Director: Mimi Leder | Starring: Felicity Jones, Armie Hammer, Justin Theroux | Cert: 12A

A fighter, a mother, a wife, a Harvard Law student, a professor – the true story of Ruth Bader Ginsburg is one of female empowerment, perseverance and defiance. Director Mimi Leder portrays the incredible story of a woman who changed history on the basis of sex and discrimination. Alongside her husband, the astute Martin Ginsburg (Armie Hammer), and with the backing of the American Civil Liberties Union, On the Basis of Sex depicts the battle against the Court of Appeals on the ground-breaking tax case involving Charles Moritz.

Far from a simple courtroom drama, The Theory of Everything (2014) actress Felicity Jones plays the feisty young Ruth ready to take on the struggles of gender discrimination that existed around the 1950s in her days at Harvard Law. In a class of five-hundred men, only nine are female. Yes, nine. Ruth, with her intelligence and determination, fights till the very end for herself, her husband, her children, and most importantly for women. This story needs to be celebrated; without Ruth Ginsburg the issue of gender discrimination may well have been very different in the 21st Century. Recognising the cultural changes that were happening in 1970s America in the minds and attitudes of women, such as her daughter Jane (Cailee Spaeny), Ruth’s tenacity takes the issue of gender discrimination to the Court of Appeals where – now minds have been changed – the law can now follow suit. The film’s climax builds as the case of Charles Moritz goes to court. Moritz’s case raises the issue that a male caregiver is denied tax deduction under the eyes of section 214 of the Internal Revenue Code, since being a caregiver is (supposedly) a ‘woman’s job’. This paved the way for other laws that also included forms of gender discrimination to be denounced as unconstitutional. Teary-eyed yet courageously spoken, Jones gives a brilliant performance in her court case speech arguing the need to set right the wrongs for equality for all genders.
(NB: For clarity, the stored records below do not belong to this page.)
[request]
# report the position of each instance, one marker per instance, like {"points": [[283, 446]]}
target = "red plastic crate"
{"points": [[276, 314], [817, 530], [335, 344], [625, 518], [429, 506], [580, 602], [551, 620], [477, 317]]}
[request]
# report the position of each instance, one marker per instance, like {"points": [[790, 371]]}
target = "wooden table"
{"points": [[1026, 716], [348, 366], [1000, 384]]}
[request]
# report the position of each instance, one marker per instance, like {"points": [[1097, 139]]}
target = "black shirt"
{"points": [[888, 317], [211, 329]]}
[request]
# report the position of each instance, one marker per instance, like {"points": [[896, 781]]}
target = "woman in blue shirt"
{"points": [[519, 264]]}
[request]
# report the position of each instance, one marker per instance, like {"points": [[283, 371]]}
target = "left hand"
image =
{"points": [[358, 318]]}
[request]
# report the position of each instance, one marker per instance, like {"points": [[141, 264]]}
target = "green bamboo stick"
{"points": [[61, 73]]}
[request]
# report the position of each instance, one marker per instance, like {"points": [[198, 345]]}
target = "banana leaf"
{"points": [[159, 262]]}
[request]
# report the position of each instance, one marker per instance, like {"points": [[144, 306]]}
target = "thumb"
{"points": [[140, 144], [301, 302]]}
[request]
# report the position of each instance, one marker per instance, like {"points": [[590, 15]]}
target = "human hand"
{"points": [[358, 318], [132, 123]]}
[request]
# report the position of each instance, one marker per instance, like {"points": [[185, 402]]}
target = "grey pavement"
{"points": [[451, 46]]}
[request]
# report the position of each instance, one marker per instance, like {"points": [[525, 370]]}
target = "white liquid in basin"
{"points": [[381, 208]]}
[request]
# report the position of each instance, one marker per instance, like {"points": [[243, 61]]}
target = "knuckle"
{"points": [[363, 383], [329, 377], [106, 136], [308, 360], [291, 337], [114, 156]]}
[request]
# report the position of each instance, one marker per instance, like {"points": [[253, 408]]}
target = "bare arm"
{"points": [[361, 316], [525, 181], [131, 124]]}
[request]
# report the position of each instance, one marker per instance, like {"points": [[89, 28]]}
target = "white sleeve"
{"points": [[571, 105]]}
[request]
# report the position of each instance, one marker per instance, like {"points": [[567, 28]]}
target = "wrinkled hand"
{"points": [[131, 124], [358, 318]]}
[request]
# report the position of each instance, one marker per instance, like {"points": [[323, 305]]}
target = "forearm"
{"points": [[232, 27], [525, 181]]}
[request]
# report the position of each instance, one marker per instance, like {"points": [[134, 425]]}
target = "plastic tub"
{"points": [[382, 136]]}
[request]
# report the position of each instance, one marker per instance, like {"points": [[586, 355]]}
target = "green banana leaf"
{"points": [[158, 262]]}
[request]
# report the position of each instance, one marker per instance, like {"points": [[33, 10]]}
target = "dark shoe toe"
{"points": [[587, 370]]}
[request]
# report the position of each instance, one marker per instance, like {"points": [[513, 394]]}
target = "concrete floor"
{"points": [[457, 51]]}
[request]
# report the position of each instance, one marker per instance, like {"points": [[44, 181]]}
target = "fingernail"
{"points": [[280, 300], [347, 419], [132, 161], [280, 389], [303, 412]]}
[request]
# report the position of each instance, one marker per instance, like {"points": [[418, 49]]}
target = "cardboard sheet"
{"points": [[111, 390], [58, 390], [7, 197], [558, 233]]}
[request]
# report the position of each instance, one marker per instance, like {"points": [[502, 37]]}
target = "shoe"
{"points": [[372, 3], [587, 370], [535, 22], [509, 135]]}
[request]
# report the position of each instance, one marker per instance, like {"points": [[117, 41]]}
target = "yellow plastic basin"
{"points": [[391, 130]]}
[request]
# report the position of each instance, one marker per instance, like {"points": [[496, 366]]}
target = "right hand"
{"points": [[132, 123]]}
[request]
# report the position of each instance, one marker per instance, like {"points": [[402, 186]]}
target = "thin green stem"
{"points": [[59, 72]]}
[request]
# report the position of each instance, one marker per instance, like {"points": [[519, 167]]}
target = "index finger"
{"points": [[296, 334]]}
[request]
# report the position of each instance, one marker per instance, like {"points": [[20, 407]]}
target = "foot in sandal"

The film does, however, focus on a small fraction of Ruth Ginsburg’s success and though critics have deemed it slow-paced, the opening scenes nicely set up the story for audiences to track the hardships and challenges from her university days to her career as a professor, and finally a lawyer. The film’s greatest strength is how it balances Ruth’s personal life and career life, without being overly sentimental nor prolific in confusing legal jargon. Armie Hammer, most known for his double portrayal of the twins in The Social Network (2010), plays Ruth’s supportive and charismatic husband. With their lives strained by his diagnosis of testicular cancer, Marty’s fighting power is seen to spring from his wife’s support and willpower to fight anything that comes in their way.

Highlighting some harsh realities of how much sex-based discrimination existed in recent years, On the Basis of Sex is definitely one to watch. Ruth Bader Ginsburg herself makes an appearance in the closing of film, giving audiences a real opportunity to celebrate her inspirational story that changed the course of history and progressed the fight for gender equality forever.